Preferred Qualifications:

  • Master’s degree in Healthcare Administration, Business Administration, or a related discipline.
  • Experience working within managed care organizations or health insurance companies.
  • Familiarity with healthcare compliance standards such as HIPAA and CMS regulations.
  • Certification in healthcare management or provider network contracting (e.g., CPHQ, CPMSM).
  • Demonstrated success in managing large or complex provider networks.

Responsibilities:

  • Demonstrates commitment to Our Mission and models ILS Experience Standards of Excellence.
  • Support the implementation, management, and continuous improvement of provider engagement, provider performance, and provider satisfaction initiatives to strengthen provider partnerships and support organizational goals.
  • Serve as the primary liaison between the organization and contracted providers regarding operational processes, performance expectations, service delivery requirements, and issue resolution.
  • Coordinate provider onboarding, orientation, training, and ongoing education activities to ensure understanding of organizational requirements, workflows, documentation standards, compliance expectations, and performance objectives.
  • Facilitate timely resolution of provider inquiries, complaints, service concerns, and operational issues, including tracking escalations, action plans, and resolution outcomes.
  • Develop, maintain, and distribute provider communications, educational materials, operational resources, and provider-facing tools related to policy updates, program requirements, and organizational initiatives.
  • Collaborate with internal departments, including Operations, Quality, Compliance, Credentialing, Care Management, Claims, and Provider Network teams, to support effective provider operations and service delivery.

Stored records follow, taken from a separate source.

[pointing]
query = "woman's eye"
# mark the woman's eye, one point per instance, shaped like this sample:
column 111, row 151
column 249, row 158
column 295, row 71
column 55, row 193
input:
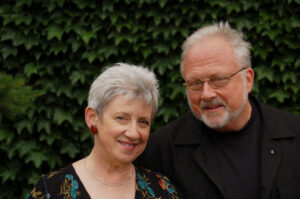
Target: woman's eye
column 145, row 122
column 120, row 118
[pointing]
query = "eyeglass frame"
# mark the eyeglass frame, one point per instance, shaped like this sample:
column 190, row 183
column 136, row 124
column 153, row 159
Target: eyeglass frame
column 209, row 80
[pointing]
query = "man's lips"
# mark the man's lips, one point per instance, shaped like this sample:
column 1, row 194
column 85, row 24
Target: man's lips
column 213, row 107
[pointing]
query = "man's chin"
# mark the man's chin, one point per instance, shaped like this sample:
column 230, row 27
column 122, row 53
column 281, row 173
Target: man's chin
column 214, row 122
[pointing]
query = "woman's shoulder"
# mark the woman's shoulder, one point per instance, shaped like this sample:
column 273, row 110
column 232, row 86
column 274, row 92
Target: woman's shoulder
column 63, row 183
column 152, row 184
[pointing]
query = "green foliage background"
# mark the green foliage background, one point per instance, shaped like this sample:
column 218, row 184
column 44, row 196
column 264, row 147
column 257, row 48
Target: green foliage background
column 60, row 46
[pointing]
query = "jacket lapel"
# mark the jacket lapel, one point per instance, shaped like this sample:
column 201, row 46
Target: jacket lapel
column 273, row 131
column 192, row 133
column 206, row 158
column 270, row 159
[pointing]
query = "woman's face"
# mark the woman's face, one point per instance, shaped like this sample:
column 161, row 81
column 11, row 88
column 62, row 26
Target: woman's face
column 123, row 130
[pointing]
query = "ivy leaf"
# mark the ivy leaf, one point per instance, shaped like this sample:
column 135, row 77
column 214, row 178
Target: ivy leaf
column 60, row 116
column 8, row 50
column 36, row 157
column 30, row 69
column 289, row 76
column 6, row 135
column 87, row 36
column 54, row 31
column 24, row 147
column 44, row 124
column 69, row 149
column 24, row 124
column 76, row 76
column 8, row 174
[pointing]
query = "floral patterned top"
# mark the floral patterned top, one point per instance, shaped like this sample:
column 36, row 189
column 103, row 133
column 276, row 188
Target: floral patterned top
column 65, row 184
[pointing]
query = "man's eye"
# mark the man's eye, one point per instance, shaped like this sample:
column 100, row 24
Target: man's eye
column 196, row 83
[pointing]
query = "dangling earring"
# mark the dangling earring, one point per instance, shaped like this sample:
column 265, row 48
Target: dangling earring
column 94, row 129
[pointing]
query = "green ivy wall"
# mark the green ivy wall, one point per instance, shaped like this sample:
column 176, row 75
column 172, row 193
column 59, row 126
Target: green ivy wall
column 60, row 46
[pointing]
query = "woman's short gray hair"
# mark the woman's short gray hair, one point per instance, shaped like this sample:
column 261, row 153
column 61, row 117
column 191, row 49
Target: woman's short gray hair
column 135, row 82
column 235, row 38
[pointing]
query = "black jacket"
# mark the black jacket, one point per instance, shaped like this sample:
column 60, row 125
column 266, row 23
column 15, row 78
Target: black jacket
column 180, row 151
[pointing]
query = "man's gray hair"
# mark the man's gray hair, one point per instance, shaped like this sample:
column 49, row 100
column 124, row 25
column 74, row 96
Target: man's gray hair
column 235, row 38
column 135, row 82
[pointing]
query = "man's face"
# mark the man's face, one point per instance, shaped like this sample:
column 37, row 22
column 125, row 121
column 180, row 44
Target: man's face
column 222, row 109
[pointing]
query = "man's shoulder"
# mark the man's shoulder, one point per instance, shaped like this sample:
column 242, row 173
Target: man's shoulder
column 279, row 121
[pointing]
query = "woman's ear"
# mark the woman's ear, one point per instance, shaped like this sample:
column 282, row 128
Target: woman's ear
column 91, row 116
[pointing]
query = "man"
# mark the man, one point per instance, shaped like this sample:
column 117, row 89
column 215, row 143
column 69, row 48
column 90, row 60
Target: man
column 229, row 145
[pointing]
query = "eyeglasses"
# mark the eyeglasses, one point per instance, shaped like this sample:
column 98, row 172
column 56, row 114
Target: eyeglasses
column 215, row 82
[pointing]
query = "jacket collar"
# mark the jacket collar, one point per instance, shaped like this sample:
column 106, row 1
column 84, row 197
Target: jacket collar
column 190, row 132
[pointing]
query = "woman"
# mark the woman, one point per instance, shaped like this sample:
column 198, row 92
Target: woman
column 121, row 104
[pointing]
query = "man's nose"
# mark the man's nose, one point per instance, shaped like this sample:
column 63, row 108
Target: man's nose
column 208, row 92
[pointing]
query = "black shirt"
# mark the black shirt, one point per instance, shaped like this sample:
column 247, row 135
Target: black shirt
column 239, row 159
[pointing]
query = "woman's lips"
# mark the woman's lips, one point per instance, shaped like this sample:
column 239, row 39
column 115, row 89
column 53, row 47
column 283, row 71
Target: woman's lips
column 127, row 145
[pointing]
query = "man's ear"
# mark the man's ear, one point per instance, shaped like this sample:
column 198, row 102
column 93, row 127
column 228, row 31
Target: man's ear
column 250, row 79
column 91, row 116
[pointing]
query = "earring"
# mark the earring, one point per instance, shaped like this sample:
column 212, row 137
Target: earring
column 94, row 129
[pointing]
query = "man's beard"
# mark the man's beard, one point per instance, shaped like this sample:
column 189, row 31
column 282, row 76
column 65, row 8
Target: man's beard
column 227, row 116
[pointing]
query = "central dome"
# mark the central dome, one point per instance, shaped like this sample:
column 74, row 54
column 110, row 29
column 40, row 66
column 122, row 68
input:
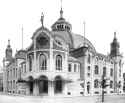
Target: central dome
column 61, row 24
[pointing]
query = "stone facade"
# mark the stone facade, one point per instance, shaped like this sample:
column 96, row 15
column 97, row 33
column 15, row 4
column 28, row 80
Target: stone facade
column 60, row 62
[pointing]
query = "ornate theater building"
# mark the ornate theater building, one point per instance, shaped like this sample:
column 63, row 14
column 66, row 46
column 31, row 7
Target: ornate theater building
column 60, row 62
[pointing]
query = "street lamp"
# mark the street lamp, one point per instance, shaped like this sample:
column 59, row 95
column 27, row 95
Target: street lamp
column 103, row 86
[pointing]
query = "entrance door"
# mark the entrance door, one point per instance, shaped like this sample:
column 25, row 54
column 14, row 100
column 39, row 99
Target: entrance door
column 43, row 85
column 58, row 85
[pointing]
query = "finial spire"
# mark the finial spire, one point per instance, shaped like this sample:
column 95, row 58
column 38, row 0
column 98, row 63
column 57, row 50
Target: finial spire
column 8, row 43
column 114, row 34
column 42, row 18
column 61, row 11
column 84, row 32
column 22, row 36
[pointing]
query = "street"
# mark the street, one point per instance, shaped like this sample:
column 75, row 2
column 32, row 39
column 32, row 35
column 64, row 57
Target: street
column 85, row 99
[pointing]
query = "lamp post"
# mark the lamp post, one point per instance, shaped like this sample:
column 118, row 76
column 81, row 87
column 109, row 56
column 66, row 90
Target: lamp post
column 103, row 86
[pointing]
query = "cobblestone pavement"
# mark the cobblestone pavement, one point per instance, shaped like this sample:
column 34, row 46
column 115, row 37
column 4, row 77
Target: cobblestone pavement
column 32, row 99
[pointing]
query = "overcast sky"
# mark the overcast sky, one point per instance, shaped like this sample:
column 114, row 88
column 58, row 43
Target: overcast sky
column 102, row 17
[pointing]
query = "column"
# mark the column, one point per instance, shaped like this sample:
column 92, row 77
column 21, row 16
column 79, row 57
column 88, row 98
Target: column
column 51, row 88
column 35, row 88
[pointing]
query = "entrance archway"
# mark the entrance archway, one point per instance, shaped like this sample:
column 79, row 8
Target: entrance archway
column 43, row 85
column 58, row 88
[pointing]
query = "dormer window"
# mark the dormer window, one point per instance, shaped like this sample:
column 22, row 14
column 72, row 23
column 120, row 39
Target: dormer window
column 58, row 62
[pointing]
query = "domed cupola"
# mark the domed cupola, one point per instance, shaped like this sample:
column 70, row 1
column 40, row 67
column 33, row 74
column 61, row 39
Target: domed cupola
column 8, row 51
column 61, row 24
column 115, row 46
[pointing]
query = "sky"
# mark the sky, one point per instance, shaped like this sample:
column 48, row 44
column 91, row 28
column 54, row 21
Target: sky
column 102, row 17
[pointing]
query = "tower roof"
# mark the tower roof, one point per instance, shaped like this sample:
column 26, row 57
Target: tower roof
column 61, row 24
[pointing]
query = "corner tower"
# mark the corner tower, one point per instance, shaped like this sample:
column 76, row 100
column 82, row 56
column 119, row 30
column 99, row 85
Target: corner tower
column 8, row 53
column 118, row 69
column 115, row 47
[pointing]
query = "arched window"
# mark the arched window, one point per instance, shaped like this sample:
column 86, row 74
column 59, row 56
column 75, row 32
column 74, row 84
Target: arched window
column 75, row 67
column 96, row 83
column 96, row 69
column 111, row 84
column 42, row 62
column 30, row 63
column 88, row 87
column 58, row 62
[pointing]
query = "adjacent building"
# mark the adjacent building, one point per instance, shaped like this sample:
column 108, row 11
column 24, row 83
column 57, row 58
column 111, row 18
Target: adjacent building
column 60, row 62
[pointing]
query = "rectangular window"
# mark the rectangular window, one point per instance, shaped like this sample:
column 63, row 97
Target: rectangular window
column 69, row 67
column 13, row 72
column 111, row 72
column 75, row 68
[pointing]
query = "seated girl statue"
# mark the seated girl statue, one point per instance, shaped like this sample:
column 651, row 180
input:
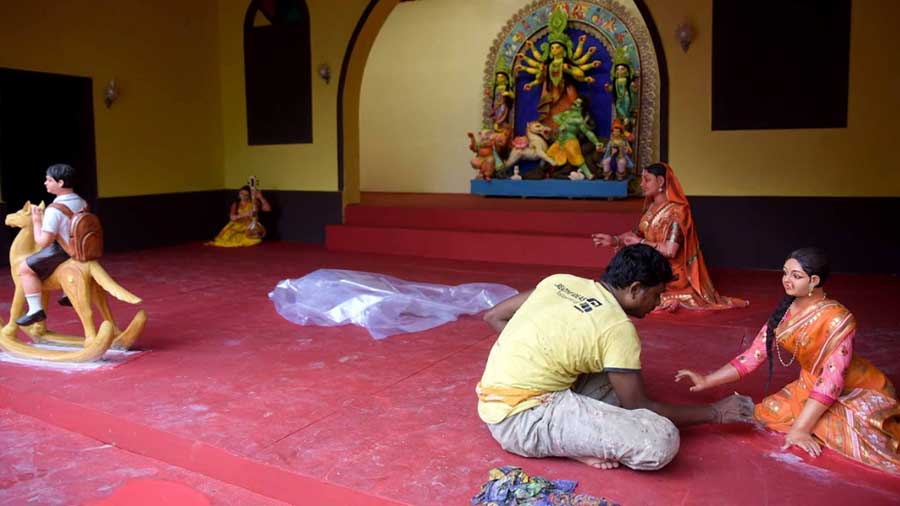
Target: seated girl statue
column 667, row 226
column 617, row 149
column 244, row 229
column 840, row 399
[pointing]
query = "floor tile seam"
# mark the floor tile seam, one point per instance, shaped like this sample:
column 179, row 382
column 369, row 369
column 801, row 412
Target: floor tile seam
column 123, row 428
column 124, row 449
column 352, row 398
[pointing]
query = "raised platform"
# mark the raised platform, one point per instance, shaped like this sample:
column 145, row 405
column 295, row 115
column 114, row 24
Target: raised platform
column 467, row 227
column 249, row 409
column 551, row 188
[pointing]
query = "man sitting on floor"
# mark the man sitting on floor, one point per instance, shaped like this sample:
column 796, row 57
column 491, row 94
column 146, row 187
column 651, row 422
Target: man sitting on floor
column 564, row 377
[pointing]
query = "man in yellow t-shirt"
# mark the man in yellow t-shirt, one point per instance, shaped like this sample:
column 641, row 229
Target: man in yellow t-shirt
column 564, row 377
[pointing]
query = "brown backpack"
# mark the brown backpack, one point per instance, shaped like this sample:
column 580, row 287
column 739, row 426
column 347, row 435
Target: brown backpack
column 85, row 234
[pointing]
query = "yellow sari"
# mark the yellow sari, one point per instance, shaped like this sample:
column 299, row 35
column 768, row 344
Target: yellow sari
column 240, row 232
column 863, row 421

  • Monitor, analyze, and maintain provider-related operational data, performance metrics, engagement activities, and trend reports to support decision-making and performance improvement efforts.
  • Assist in the preparation and support of provider audits, delegated oversight activities, compliance reviews, corrective action plans, and operational improvement initiatives in accordance with applicable regulatory and contractual requirements.

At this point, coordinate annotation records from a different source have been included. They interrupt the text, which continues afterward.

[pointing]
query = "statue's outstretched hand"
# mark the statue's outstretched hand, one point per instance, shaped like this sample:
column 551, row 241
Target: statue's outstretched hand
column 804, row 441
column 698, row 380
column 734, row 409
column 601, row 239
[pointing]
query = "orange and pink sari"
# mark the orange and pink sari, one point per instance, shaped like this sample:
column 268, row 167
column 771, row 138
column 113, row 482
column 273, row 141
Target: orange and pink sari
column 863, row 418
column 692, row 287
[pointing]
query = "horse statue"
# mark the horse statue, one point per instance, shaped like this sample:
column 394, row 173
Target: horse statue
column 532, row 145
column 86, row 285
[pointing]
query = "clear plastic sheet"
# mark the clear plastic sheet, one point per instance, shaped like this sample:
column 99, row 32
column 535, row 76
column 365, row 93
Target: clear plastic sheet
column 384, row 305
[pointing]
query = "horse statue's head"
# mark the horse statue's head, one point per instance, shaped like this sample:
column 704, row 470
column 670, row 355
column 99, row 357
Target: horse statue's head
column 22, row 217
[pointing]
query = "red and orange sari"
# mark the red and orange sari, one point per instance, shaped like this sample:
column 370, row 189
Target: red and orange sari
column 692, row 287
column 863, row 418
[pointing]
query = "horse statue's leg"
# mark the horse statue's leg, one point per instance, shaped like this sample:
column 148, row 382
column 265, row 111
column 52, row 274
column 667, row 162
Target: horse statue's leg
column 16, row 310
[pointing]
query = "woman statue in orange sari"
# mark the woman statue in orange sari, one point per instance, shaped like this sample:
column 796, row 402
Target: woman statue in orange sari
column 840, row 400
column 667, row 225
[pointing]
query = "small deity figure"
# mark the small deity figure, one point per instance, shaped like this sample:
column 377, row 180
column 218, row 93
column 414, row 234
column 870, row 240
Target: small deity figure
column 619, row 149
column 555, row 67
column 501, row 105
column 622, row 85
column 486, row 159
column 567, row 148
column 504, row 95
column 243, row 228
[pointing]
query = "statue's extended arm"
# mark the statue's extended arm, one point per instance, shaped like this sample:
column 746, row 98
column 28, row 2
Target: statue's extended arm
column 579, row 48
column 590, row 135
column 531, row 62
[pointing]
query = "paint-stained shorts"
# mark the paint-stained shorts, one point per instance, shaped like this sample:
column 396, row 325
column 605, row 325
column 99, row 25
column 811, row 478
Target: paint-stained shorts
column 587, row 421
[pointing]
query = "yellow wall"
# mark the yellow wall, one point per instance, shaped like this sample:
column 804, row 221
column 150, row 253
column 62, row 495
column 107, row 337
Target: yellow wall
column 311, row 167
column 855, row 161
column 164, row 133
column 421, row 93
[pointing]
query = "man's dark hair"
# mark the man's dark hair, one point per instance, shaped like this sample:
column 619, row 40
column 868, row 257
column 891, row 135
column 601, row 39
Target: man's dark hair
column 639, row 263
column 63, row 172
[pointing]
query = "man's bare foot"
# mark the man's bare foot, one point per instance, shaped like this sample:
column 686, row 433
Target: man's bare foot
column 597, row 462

  • Participate in the development, implementation, and revision of provider-related workflows, policies, procedures, operational documentation, and process improvement initiatives to enhance efficiency and effectiveness.
  • Promote a culture of collaboration, accountability, continuous improvement, and member-centered service by fostering positive provider relationships and supporting organizational and provider network objectives.
  • Performs other duties as required or assigned.